Phase 2 Modeling and Data Creation: (you will turn this in as DC3-2 (due Mon, Nov 23))In this phase, you do the machine learning and save the output data. You’ll need to make models to compare. You’ll need to come up with the output data format, and make sure you can generate it. While you can tweak the models or add more models in the future the idea is at this point, you could be “done” with the machine learning, and focusing on visualization.
The key here is that you have some output data so you can start on the visualization.
The crucial thing here is to demonstrate that you will have enough data to do the visualization assignment. If at the end of this phase you still have no data, we’ll cancel and have you do the regular DC3.
Note: you will turn this in by sending an email to the Prof. and TA. In the email, you must describe what you have done and what the data is. Expect a bit of dialog. We’ll probably have a “workshop” to discuss.

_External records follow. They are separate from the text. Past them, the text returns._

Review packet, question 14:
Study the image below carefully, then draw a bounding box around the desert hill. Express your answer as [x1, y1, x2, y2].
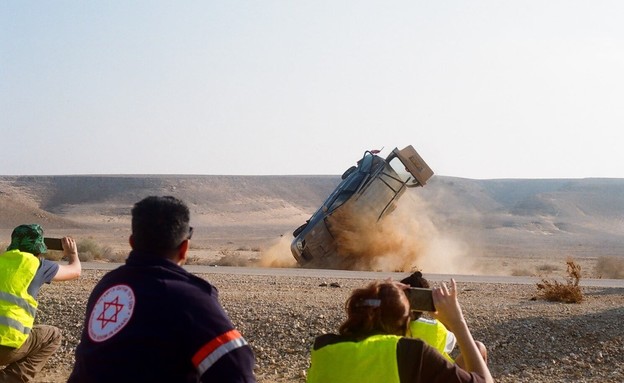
[0, 175, 624, 268]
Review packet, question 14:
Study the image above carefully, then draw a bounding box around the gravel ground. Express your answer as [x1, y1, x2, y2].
[24, 270, 624, 383]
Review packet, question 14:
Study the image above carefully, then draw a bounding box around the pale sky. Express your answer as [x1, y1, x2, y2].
[0, 0, 624, 179]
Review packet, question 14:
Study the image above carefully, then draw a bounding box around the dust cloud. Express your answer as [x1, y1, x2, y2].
[330, 197, 478, 273]
[258, 233, 297, 267]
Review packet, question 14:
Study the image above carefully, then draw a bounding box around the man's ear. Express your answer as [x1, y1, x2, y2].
[178, 239, 191, 263]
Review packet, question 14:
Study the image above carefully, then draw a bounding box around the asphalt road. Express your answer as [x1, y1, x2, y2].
[82, 262, 624, 288]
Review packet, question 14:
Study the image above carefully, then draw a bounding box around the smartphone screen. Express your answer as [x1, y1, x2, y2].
[405, 287, 436, 312]
[43, 237, 63, 250]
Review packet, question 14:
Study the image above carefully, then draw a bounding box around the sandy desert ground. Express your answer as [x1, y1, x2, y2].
[31, 271, 624, 383]
[0, 177, 624, 383]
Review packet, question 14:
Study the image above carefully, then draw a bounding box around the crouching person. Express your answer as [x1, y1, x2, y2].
[69, 197, 256, 383]
[0, 224, 82, 383]
[307, 280, 493, 383]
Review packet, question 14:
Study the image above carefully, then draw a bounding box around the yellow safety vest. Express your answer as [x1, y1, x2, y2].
[307, 335, 401, 383]
[0, 250, 39, 348]
[409, 319, 455, 362]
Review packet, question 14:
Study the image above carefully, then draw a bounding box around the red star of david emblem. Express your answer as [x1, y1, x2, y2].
[97, 297, 124, 328]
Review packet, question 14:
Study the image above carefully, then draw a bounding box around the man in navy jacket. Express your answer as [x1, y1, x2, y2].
[69, 197, 256, 383]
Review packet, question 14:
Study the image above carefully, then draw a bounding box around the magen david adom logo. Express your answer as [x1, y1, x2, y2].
[88, 285, 134, 342]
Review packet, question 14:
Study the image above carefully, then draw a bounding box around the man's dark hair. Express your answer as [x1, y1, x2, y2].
[132, 196, 191, 257]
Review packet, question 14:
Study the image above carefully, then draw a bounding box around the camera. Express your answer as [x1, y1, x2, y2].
[43, 237, 63, 250]
[405, 287, 436, 312]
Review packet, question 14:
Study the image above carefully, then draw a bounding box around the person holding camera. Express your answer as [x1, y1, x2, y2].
[0, 224, 82, 382]
[68, 196, 256, 383]
[307, 279, 494, 383]
[401, 271, 487, 367]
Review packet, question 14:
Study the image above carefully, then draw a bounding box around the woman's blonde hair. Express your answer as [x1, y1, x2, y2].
[339, 281, 410, 339]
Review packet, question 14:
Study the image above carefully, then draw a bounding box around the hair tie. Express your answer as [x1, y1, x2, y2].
[358, 299, 381, 307]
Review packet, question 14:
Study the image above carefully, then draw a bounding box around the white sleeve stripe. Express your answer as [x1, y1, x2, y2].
[197, 338, 247, 376]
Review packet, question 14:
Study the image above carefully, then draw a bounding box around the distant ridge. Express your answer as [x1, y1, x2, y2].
[0, 175, 624, 255]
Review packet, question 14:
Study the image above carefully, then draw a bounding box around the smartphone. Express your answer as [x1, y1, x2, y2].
[43, 237, 63, 250]
[405, 287, 436, 312]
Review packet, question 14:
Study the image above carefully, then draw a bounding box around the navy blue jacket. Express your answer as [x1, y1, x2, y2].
[68, 251, 256, 383]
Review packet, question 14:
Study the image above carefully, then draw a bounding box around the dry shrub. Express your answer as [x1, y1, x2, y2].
[595, 257, 624, 279]
[537, 259, 583, 303]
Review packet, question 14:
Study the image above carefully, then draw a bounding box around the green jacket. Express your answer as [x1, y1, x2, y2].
[307, 335, 401, 383]
[0, 250, 40, 348]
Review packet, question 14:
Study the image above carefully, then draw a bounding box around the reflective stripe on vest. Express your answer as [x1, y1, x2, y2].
[0, 250, 40, 348]
[307, 335, 401, 383]
[192, 330, 247, 376]
[409, 318, 453, 362]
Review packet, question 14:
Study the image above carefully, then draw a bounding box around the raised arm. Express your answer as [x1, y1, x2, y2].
[433, 279, 494, 382]
[52, 237, 82, 282]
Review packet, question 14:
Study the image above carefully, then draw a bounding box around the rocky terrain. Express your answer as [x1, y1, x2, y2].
[33, 271, 624, 383]
[0, 176, 624, 383]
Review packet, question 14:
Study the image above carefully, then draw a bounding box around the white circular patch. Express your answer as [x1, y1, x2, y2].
[88, 285, 134, 342]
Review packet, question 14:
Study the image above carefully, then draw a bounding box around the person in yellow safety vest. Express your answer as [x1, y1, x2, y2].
[307, 279, 494, 383]
[0, 224, 82, 383]
[401, 271, 487, 367]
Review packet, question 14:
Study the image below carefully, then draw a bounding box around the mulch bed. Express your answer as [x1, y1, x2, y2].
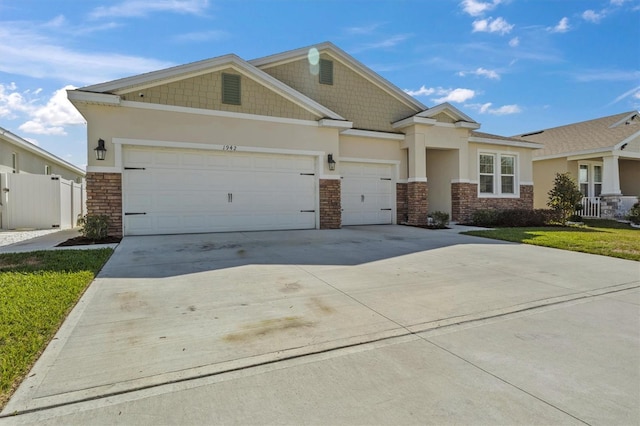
[56, 236, 122, 247]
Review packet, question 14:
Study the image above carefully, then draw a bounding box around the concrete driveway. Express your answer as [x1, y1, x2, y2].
[2, 226, 640, 424]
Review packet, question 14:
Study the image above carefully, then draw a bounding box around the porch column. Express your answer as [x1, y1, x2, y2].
[403, 133, 428, 226]
[602, 155, 622, 195]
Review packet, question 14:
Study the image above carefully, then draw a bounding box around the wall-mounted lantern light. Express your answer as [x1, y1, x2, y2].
[327, 154, 336, 170]
[95, 139, 107, 160]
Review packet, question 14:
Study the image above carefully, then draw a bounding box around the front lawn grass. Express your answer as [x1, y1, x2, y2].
[464, 219, 640, 261]
[0, 248, 113, 408]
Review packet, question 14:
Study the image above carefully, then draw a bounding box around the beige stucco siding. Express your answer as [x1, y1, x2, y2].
[619, 160, 640, 196]
[83, 105, 338, 174]
[337, 135, 407, 179]
[427, 149, 460, 217]
[533, 157, 575, 209]
[263, 53, 419, 132]
[121, 69, 318, 120]
[0, 138, 83, 181]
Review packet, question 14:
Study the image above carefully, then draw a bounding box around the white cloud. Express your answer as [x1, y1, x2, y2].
[19, 120, 67, 136]
[460, 0, 502, 16]
[404, 86, 436, 96]
[434, 88, 476, 104]
[465, 102, 522, 115]
[354, 34, 411, 52]
[582, 9, 605, 24]
[89, 0, 209, 19]
[404, 86, 476, 104]
[458, 67, 500, 80]
[607, 86, 640, 106]
[0, 22, 174, 84]
[472, 18, 515, 35]
[0, 85, 85, 135]
[549, 16, 571, 33]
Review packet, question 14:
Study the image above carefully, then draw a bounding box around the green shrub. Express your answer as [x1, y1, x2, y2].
[472, 209, 559, 228]
[429, 211, 449, 229]
[471, 210, 498, 226]
[547, 173, 582, 224]
[78, 215, 109, 241]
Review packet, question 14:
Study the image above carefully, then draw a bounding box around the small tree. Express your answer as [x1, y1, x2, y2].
[547, 173, 582, 225]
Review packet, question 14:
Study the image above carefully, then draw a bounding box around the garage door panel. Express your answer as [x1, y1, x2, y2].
[123, 147, 317, 235]
[340, 162, 395, 225]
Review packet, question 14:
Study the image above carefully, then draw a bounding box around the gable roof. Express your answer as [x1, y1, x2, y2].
[69, 54, 345, 120]
[249, 41, 427, 111]
[0, 127, 85, 176]
[513, 111, 640, 157]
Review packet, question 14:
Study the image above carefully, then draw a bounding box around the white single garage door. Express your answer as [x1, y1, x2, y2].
[122, 147, 317, 235]
[340, 162, 395, 225]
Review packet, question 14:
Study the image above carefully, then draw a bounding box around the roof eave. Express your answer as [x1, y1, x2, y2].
[249, 41, 427, 111]
[0, 127, 86, 177]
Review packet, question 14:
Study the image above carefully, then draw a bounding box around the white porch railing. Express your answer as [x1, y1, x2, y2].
[578, 197, 600, 217]
[616, 195, 638, 219]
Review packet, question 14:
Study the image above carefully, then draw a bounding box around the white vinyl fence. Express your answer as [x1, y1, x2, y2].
[0, 173, 86, 229]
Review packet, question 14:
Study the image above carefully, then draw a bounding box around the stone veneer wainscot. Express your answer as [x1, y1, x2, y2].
[320, 179, 342, 229]
[451, 183, 533, 223]
[86, 172, 122, 237]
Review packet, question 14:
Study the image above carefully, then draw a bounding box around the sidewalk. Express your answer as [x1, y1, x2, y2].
[0, 229, 117, 254]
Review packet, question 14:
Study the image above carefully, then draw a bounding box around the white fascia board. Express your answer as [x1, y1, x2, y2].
[613, 150, 640, 160]
[81, 54, 240, 92]
[0, 127, 85, 176]
[391, 115, 437, 129]
[609, 111, 640, 129]
[613, 130, 640, 149]
[453, 121, 480, 130]
[417, 102, 476, 123]
[67, 89, 121, 106]
[249, 42, 427, 111]
[121, 101, 318, 127]
[340, 129, 406, 141]
[469, 136, 544, 149]
[338, 157, 400, 166]
[112, 138, 325, 157]
[318, 118, 353, 129]
[81, 54, 344, 120]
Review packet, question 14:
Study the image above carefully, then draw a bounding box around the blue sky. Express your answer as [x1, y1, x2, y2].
[0, 0, 640, 167]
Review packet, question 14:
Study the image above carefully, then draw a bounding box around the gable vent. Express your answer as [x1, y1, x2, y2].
[222, 73, 241, 105]
[320, 59, 333, 85]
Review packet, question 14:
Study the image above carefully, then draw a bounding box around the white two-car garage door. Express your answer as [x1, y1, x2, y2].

Phase 3 First Draft: (you will turn this in as DC3-3 (due Mon, Nov 30)) In this phase, you’ll actually start working on the Visualization assignment. We’d like you to identify the tasks you’d like to address, and give us some initial ideas/sketches of what you expect to be able to build for the final. We can help you brainstorm ideas to try.
The point here is that we will help you come up with “good enough” visualizations for class. We’re hoping that you’ll create creative solutions for hard problems. But we’re willing to help.
Phase 4 Initial Handin: (you will turn this in as DC3-4 (due Mon, Dec 7)) In this phase, you’ll turn in your work so we can evaluate it. The idea is that we’ll look at it (possibly together with you) to make sure everything is well set, and that everything we want/need is in place.
Phase 5 Final Handin: (you will turn this in as DC3-5 (due Mon, Dec 14)) In this phase, you’ll provide “final documents” - this is an interactive process, since we want to make sure that we get all the intermediate data (input and output data, ML models so we can recreate the models, documentation so we know what is what)